Stuttgart - Die Politik redet Integrationsmängel schön? Diesen Vorwurf von Bundesbankvorstand Thilo Sarrazin will der Integrationsbeauftragte des Landes, Ulrich Goll, so nicht stehenlassen. Gleichwohl sieht er Nachholbedarf aufseiten des Staates wie aufseiten der Zuwanderer.

Zuwanderer bleiben auch in Baden-Württemberg noch weit hinter ihren Möglichkeiten bei der Bildung zurück, meint der Integrationsbeauftragte der Landesregierung, Justizminister Ulrich Goll. Dem Schreckensbild jedoch, wie es jüngst Bundesbankvorstand Thilo Sarrazin gemalt hat, widerspricht der FDP-Politiker entschieden.

"Das Buch enthält den einen oder anderen gefährlichen Irrtum", sagte Goll bei der Vorlage seines Tätigkeitsberichts für die Jahre 2008 bis 2010. Dass viele Zuwanderer von Hartz IV lebten, habe man schon vor Sarrazins Veröffentlichungen gewusst. "Dafür muss ich aber keine fragwürdigen Thesen über vererbbare Intelligenz aufstellen", sagte Goll und nannte den früheren SPD-Politiker einen Rattenfänger.

Der Justizminister verwahrte sich vor allem gegen Sarrazins Unterstellungen, die Politik rede Integrationsprobleme schön. Dabei verwies er auf die Maßnahmen des Landes, die Deutschkenntnisse junger Zuwanderer zu verbessern, sowie auf die Bemühungen, deren Eltern stärker in den Bildungsprozess einzubeziehen.

Die Sprachstandsdiagnosen im vierten Lebensjahr zählt Goll ebenso dazu wie die Informationstage für Eltern sowie vielfältige Aktionen, bei denen Bildungspartner oder -lotsen die Zuwanderer direkt ansprechen. Zur Finanzierung des Netzwerks stünden mehr als zwei Millionen Euro im Haushalt 2010 und 2011.

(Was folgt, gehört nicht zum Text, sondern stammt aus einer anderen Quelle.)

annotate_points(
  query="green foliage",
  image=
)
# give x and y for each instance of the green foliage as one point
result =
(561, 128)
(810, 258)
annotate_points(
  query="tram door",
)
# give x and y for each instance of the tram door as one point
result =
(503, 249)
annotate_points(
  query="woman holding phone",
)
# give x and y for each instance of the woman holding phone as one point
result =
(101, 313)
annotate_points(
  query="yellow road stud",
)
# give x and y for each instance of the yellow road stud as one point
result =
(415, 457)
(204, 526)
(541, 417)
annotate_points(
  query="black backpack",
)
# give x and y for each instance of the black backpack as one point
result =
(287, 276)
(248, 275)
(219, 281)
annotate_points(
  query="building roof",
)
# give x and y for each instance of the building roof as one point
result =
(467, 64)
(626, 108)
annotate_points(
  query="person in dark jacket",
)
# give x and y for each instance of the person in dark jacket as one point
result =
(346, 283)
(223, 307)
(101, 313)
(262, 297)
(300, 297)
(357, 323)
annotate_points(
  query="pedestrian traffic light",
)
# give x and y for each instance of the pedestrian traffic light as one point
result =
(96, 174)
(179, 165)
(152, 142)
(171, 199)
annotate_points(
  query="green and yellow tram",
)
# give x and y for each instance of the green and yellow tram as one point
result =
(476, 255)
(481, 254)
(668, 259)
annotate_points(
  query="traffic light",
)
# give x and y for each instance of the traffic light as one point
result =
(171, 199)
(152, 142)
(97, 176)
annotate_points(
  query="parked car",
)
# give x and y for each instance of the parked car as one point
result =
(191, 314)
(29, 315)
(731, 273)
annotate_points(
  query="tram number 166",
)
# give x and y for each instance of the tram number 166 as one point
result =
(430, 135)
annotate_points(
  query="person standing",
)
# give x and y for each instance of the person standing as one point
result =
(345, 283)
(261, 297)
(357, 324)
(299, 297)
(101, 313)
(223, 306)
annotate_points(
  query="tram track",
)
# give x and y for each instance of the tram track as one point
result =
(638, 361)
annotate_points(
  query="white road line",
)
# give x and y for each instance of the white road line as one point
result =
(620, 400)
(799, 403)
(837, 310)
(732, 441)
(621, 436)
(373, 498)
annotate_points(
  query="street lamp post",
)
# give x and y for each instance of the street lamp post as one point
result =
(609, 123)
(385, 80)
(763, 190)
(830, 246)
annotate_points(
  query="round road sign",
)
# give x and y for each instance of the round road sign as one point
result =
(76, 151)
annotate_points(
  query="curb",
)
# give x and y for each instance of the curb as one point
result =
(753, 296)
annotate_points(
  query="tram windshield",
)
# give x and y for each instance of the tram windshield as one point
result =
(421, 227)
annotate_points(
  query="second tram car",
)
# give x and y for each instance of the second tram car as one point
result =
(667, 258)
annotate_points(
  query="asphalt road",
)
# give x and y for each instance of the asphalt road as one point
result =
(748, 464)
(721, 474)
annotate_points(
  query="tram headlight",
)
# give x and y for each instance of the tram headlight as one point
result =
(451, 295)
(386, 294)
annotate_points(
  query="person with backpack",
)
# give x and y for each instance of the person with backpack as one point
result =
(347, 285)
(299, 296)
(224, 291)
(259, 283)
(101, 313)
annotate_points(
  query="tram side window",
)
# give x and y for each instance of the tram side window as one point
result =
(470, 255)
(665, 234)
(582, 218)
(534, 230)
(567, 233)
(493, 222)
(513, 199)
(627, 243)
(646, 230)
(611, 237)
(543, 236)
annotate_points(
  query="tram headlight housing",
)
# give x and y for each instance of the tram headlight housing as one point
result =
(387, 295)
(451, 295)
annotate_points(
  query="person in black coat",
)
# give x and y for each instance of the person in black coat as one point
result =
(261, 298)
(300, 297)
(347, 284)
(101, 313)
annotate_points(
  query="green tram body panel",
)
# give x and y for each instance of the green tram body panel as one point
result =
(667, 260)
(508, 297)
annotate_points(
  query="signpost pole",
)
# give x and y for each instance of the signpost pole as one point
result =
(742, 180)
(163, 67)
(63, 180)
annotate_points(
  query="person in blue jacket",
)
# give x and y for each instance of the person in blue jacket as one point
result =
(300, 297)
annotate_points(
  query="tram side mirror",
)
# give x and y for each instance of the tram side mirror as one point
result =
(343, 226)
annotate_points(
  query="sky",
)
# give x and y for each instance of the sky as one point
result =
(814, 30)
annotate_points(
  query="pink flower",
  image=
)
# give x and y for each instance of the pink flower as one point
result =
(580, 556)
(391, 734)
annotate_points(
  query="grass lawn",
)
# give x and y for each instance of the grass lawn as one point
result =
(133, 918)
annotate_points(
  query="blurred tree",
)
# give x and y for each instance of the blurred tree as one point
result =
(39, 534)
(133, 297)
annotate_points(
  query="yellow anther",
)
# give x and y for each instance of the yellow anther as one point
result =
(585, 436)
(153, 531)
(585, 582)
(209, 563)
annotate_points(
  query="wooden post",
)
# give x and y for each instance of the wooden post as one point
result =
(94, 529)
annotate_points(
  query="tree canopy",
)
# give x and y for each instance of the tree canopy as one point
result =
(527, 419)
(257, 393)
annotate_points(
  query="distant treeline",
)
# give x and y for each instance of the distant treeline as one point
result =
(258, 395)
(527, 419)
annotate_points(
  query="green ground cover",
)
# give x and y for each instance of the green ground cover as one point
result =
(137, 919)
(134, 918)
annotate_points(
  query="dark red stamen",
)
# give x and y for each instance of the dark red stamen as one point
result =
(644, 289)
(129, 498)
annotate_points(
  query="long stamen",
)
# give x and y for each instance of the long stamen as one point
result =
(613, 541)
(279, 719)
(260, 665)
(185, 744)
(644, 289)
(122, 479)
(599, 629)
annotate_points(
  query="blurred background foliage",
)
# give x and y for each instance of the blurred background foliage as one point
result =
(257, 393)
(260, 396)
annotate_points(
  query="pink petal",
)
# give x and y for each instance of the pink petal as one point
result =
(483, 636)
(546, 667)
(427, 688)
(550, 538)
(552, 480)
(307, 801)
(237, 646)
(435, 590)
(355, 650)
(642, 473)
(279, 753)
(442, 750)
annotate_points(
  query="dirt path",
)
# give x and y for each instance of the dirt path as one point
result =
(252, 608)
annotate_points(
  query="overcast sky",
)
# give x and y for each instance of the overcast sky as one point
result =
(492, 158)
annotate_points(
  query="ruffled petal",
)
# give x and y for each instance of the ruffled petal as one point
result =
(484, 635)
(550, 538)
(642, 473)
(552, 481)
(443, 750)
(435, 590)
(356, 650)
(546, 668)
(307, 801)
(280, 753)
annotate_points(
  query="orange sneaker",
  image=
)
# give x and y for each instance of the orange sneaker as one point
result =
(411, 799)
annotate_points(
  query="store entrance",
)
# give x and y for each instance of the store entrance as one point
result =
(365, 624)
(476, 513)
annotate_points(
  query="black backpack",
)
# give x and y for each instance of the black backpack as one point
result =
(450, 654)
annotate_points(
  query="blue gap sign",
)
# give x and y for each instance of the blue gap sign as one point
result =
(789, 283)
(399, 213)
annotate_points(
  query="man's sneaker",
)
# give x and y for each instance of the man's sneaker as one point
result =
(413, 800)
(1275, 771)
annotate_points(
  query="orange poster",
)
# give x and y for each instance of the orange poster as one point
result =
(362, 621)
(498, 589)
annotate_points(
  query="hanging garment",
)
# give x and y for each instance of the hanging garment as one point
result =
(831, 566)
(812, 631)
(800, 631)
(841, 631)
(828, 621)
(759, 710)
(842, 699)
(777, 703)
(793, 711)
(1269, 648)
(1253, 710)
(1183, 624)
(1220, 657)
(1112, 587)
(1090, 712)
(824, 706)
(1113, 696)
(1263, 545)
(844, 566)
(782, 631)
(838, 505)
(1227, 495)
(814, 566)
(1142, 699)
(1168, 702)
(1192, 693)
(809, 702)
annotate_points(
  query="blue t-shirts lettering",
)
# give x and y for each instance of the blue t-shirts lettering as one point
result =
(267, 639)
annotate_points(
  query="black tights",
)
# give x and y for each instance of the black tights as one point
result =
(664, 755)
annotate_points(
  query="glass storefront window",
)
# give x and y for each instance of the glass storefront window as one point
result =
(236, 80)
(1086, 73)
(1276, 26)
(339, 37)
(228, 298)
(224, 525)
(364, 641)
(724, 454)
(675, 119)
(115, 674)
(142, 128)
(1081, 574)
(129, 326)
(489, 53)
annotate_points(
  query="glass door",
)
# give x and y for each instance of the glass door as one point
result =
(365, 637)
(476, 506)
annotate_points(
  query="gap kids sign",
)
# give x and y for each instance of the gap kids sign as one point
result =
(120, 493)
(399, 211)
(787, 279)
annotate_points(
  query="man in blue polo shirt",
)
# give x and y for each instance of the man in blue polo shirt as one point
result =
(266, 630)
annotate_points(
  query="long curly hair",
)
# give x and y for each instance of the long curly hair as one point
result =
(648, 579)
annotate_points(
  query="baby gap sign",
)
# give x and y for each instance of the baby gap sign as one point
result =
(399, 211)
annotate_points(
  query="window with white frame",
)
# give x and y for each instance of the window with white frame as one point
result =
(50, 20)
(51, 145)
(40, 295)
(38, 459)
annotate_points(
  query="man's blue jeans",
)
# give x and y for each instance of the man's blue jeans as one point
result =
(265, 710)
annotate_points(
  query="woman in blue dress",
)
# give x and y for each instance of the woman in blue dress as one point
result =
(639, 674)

Gleichwohl hält der Minister noch erhebliche Anstrengungen für nötig, damit "ein gemeinsames Wir-Gefühl" entsteht. Dabei müssten sich alle Beteiligten bewegen. Die Landesverwaltung will Goll sensibler für die Belange der Zuwanderer machen, indem er nicht nur die "interkulturelle Kompetenz" der Mitarbeiter schult, sondern auch mehr Menschen mit Migrationshintergrund eine Einstellungschance bietet. Seine Stabsstelle erarbeite dazu gerade ein Konzept.

Kleinere Klassen für bessere Bildung

Das Hauptproblem sieht er jedoch in der mangelnden Chancengleichheit bei der Bildung. Goll: "Wir sehen, dass viele Kinder nicht so weit kommen, wie sie kommen könnten." Er schlägt deshalb ein Modellprojekt vor, bei dem Schulklassen mit einem hohen Anteil an Migrantenkindern zeitweise in deutlich kleinere Lerngruppen aufgeteilt und besser mit Lehrkräften ausgestattet werden. So lasse sich feststellen, ob sich ihr Schulerfolg verbessert.

Goll geht auch auf Distanz zur umstrittenen Grundschulempfehlung und rät, den Elternwillen stärker zu berücksichtigen. "Viel zu oft werden begabte Kinder mit Migrationshintergrund in die Hauptschule empfohlen, da sie aufgrund ihres Umfelds angeblich für die Realschule oder das Gymnasium keine ausreichende Unterstützung erfahren würden", heißt es in seinem Tätigkeitsbericht.

Er will aber auch die Zuwanderer selbst stärker in die Pflicht nehmen - vor allem jene, die sich einem Integrations- und Sprachkurs verweigern. Zwar nutze die Mehrzahl der Zuwanderer das Angebot, doch gebe es auch gegenteilige Beispiele. In diesen Fällen sei es notwendig, dass automatisch eine Sanktion per Gesetz greife - und zwar ohne dass dies in das Ermessen der Ausländerbehörden gestellt sei. Goll denkt dabei an finanzielle oder aufenthaltsrechtliche Konsequenzen. Bisher seien solche Sanktionen eher weich formuliert.

Goll: "Das Fordern darf in der Integrationsdebatte nicht zu kurz kommen." Härtere Bandagen allein, so seine Einschränkung, lösten das Problem der ungleichen Bildungschancen allerdings nicht. Die Reformen benötigten Zeit, um wirken zu können, Aktionismus sei kein guter Ratgeber.

Laut Bundesamt für Migration und Flüchtlinge sind die Mittel im Haushalt für Integrationskurse kontinuierlich erhöht worden: 2010 stehen für die Kurse, in denen die Zuwanderer lernen, sich sprachlich und gesellschaftlich zurechtzufinden, 233 Millionen Euro zur Verfügung - so viel wie nie zuvor.

Die Kommunen registrieren das mit Genugtuung: "Dadurch verbessern sich die Chancen für die gesellschaftliche Teilhabe und die berufliche Eingliederung", so der Sprecher des Städtetags Baden-Württemberg, Manfred Stehle. Der Verband appelliert deshalb an den Bund, die Mittel für die Kurse auf dem hohen Niveau zu belassen.